I don't care if I'm in a minority of one but I'll still fight for the litter tray being emptied at the end of the day, hygenically and in private; not to be passed around the dinner table between courses, sniggered over by those whose comedic tastes have failed to mature past the age of three or who revel in the schadenfreude of the other people's discomforture. Personally it puts me off my food so I consider it rude.

And if that scratches through my veneer of liberalism to reveal, instead of the expected heart of softwood pap laminate, one of dark, creosote-hardened mahogany, so be it.

You see Bill Hicks wasn't a comic demi-God, he was a foul-mouthed exploiter of popular culture. The very enemy of free-speech because his exercise of it was truly exploitative, both knowing and ignorant as well as repugnant. Free speech is too precious a commodity to waste on gutter obscenities, it has a far more important task in revealing the truth behind Damilola Taylor, Stephen Lawrence, Deep Cut, Charles de Menezes, Victoria Climbie and so on.

Heavy or what? Really it's just that I got over having a bottom (as we call it quaintly but delicately over here in the UK - I do so hate the word butt, that is a large wooden barrel for collecting rainwater) many years ago and, to quote Robert Louis Stevenson, the world is so full of a number of things that I think we should all be as happy as kings.

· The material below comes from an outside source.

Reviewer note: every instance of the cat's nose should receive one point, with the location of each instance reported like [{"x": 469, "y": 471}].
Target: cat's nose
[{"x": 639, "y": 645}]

(edited to refer to Hicks in past tense)

53tomcatMurr
nov. 30, 2008, 11:02 pm

Bill Hicks, who he?
Dylanwolf, we are sitting on the same side of the fence in everything you say in your post, believe me (except most of your references went right over my head).

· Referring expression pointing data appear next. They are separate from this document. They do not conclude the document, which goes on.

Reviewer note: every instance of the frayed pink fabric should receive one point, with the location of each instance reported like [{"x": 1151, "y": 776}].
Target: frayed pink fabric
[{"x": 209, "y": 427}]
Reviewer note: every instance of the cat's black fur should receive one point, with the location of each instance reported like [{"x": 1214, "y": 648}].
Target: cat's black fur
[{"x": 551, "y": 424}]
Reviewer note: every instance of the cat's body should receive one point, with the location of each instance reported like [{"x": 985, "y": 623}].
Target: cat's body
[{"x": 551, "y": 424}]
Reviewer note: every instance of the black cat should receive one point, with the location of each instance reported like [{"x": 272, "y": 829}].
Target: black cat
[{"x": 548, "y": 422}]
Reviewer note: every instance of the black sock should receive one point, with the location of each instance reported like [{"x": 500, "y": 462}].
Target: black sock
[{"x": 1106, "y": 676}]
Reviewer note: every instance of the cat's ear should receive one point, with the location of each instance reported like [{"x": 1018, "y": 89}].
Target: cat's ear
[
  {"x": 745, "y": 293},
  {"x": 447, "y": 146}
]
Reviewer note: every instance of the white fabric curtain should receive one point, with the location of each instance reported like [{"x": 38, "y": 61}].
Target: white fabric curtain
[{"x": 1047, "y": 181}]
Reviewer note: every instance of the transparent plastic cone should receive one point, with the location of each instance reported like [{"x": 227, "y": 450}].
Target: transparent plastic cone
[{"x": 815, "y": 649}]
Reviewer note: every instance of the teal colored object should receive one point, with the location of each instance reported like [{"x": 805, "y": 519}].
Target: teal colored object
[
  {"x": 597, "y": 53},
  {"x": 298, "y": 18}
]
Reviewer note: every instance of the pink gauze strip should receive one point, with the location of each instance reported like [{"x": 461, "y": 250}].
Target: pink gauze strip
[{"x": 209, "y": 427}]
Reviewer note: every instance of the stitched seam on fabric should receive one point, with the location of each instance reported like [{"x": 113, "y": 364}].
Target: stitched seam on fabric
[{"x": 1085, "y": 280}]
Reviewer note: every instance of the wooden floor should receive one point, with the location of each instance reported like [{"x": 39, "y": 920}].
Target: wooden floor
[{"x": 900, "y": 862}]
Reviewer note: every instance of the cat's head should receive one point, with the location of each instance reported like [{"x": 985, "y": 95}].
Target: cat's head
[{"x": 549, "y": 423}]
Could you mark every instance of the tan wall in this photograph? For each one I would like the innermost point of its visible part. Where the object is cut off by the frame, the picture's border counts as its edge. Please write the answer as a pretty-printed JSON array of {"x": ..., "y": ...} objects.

Of course I cannot speak for others, but what amuses me in the scatological nature of this thread and others is not the immaturity of the scatology itself, or the suffering caused by embarrassing medical conditions, but the satire on discourses, the intertextuality, the in-jokes, the parody of high moral seriousness aligned with low subject matter, dare I say it, the wit.

I most sincerely apologise if I have offended anyone, and promise to mend my errant ways, but at the same time would urge offendees to LIGHTEN UP!!

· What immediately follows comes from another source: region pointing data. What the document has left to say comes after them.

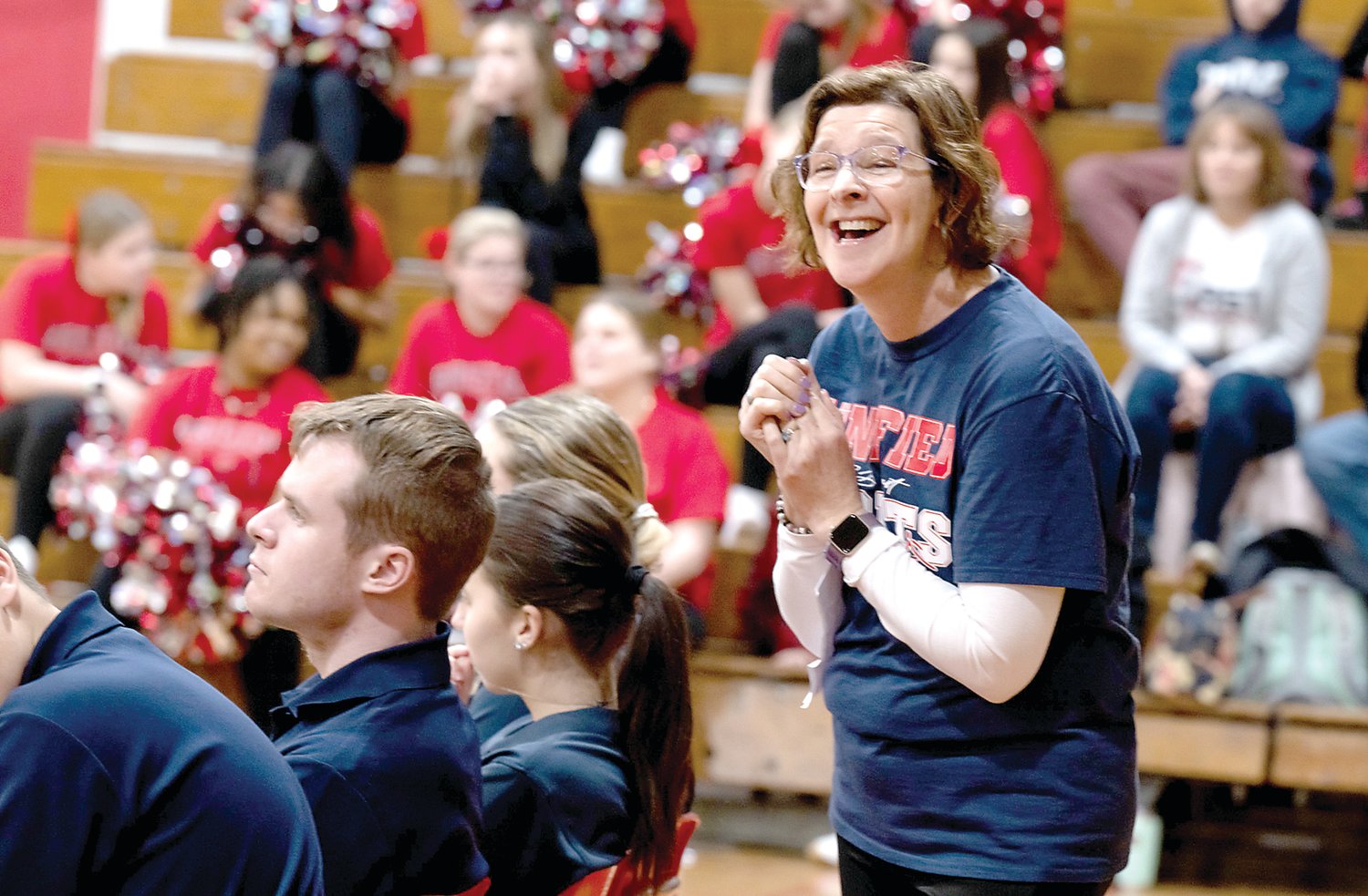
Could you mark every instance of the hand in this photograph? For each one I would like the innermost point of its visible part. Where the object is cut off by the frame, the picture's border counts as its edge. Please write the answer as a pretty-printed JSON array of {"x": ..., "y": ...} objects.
[
  {"x": 779, "y": 387},
  {"x": 813, "y": 464},
  {"x": 462, "y": 671},
  {"x": 125, "y": 394}
]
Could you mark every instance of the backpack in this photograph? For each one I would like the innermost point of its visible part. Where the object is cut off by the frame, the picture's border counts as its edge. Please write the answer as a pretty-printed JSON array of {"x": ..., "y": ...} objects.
[
  {"x": 1193, "y": 650},
  {"x": 1302, "y": 639}
]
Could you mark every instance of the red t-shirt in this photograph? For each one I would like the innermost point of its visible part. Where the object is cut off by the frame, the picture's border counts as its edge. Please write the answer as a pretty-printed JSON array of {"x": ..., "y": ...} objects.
[
  {"x": 363, "y": 270},
  {"x": 246, "y": 450},
  {"x": 886, "y": 40},
  {"x": 527, "y": 355},
  {"x": 686, "y": 477},
  {"x": 738, "y": 232},
  {"x": 1026, "y": 171},
  {"x": 44, "y": 305}
]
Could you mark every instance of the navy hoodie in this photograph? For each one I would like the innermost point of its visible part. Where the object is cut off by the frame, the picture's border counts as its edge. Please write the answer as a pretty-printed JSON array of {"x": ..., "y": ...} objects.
[{"x": 1277, "y": 66}]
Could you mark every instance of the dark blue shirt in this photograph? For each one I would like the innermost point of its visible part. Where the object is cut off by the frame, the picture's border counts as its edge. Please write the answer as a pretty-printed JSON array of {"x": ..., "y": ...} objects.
[
  {"x": 122, "y": 772},
  {"x": 995, "y": 449},
  {"x": 389, "y": 761},
  {"x": 557, "y": 802},
  {"x": 492, "y": 712}
]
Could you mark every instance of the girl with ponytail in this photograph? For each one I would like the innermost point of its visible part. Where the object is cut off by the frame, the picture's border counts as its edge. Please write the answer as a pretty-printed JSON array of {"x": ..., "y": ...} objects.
[{"x": 598, "y": 650}]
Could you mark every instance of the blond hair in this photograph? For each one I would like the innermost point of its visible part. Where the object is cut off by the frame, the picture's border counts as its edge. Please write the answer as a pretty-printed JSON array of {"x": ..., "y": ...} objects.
[
  {"x": 479, "y": 221},
  {"x": 965, "y": 172},
  {"x": 580, "y": 438},
  {"x": 103, "y": 215},
  {"x": 468, "y": 139},
  {"x": 1259, "y": 123},
  {"x": 426, "y": 486}
]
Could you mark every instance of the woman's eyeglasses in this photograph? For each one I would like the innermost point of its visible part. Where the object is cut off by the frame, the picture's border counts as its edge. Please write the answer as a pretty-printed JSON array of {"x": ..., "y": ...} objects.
[{"x": 873, "y": 166}]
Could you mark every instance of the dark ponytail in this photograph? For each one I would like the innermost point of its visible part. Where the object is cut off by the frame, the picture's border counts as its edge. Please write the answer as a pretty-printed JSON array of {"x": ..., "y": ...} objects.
[
  {"x": 653, "y": 696},
  {"x": 563, "y": 548}
]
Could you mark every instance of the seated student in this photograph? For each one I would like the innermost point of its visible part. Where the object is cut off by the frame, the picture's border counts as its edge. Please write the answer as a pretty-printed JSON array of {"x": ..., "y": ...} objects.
[
  {"x": 59, "y": 314},
  {"x": 123, "y": 773},
  {"x": 598, "y": 649},
  {"x": 232, "y": 416},
  {"x": 974, "y": 57},
  {"x": 380, "y": 516},
  {"x": 616, "y": 358},
  {"x": 572, "y": 437},
  {"x": 1335, "y": 453},
  {"x": 606, "y": 104},
  {"x": 295, "y": 207},
  {"x": 511, "y": 130},
  {"x": 812, "y": 38},
  {"x": 762, "y": 308},
  {"x": 1223, "y": 309},
  {"x": 356, "y": 109},
  {"x": 486, "y": 345},
  {"x": 1260, "y": 57}
]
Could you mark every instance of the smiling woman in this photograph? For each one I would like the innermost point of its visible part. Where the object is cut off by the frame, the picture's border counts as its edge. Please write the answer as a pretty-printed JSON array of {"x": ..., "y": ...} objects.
[{"x": 930, "y": 453}]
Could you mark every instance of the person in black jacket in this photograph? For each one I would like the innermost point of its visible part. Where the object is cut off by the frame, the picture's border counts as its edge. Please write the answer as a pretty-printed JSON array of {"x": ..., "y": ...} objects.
[
  {"x": 1335, "y": 453},
  {"x": 511, "y": 129}
]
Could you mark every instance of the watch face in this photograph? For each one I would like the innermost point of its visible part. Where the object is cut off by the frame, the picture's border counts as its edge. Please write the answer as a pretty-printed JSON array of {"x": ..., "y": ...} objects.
[{"x": 850, "y": 534}]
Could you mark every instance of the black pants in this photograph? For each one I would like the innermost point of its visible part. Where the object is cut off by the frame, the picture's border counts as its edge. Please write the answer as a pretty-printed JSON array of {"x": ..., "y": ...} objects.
[
  {"x": 566, "y": 253},
  {"x": 32, "y": 438},
  {"x": 322, "y": 106},
  {"x": 798, "y": 65},
  {"x": 787, "y": 333},
  {"x": 864, "y": 874}
]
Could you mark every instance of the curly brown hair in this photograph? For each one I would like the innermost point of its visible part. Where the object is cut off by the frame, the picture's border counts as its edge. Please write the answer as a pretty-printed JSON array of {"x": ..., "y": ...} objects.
[{"x": 965, "y": 174}]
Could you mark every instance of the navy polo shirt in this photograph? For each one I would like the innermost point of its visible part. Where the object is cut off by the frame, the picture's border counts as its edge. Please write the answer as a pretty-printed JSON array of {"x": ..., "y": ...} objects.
[
  {"x": 557, "y": 800},
  {"x": 389, "y": 759},
  {"x": 122, "y": 772}
]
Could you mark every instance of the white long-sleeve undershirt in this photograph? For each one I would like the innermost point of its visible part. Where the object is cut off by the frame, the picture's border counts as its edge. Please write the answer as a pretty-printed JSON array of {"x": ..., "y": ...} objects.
[{"x": 990, "y": 638}]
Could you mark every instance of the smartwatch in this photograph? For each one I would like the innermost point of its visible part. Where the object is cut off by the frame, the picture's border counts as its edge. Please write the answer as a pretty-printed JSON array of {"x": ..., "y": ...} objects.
[{"x": 850, "y": 534}]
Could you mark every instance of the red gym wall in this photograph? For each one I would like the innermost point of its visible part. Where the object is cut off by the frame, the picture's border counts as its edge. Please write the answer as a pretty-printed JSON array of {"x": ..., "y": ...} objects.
[{"x": 47, "y": 63}]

Humor is the only test of gravity, and gravity of humor; for a subject which will not bear raillery is suspicious, and a jest which will not bear serious examination is false wit.
Aristotle

54dylanwolf
nov. 30, 2008, 11:24 pm

Good response, Tom! I'll lighten. We all have different sensibilities.

55tomcatMurr
Editat: des. 1, 2008, 8:59 am

No problem, Kevin. Let's go back to discussing the marvellous comic genius of Thomas Mann and Kafka.

56kiwidoc
des. 1, 2008, 12:45 pm

I have just read The Transposed Heads by Thomas Mann and have to agree that it is a little gem. Covers the basic human dilemmas of love and lust and identity. Thanks A-musing.

57polutropos
des. 1, 2008, 2:42 pm

Hmmm, Kiwidoc,

your message is word for word what I would have said. I finished the book yesterday while I should have been doing other things, and posted a review saying just what you did.

Great minds, I guess.

And of course, thanks, A-musing.

58A_musing
Editat: des. 1, 2008, 3:16 pm

Hey! It's great to see you've read it! I've been "selling" that book for a long time, one of my all time favorites. It's nice to see others enjoying, too.

When I look out over the whole range of what Mann wrote, I'm continually amazed. I still haven't challenged his longest opus, the Joseph and his Brothers series. But I can say I've read most of his shortest.

How did we get here from scatalogical references?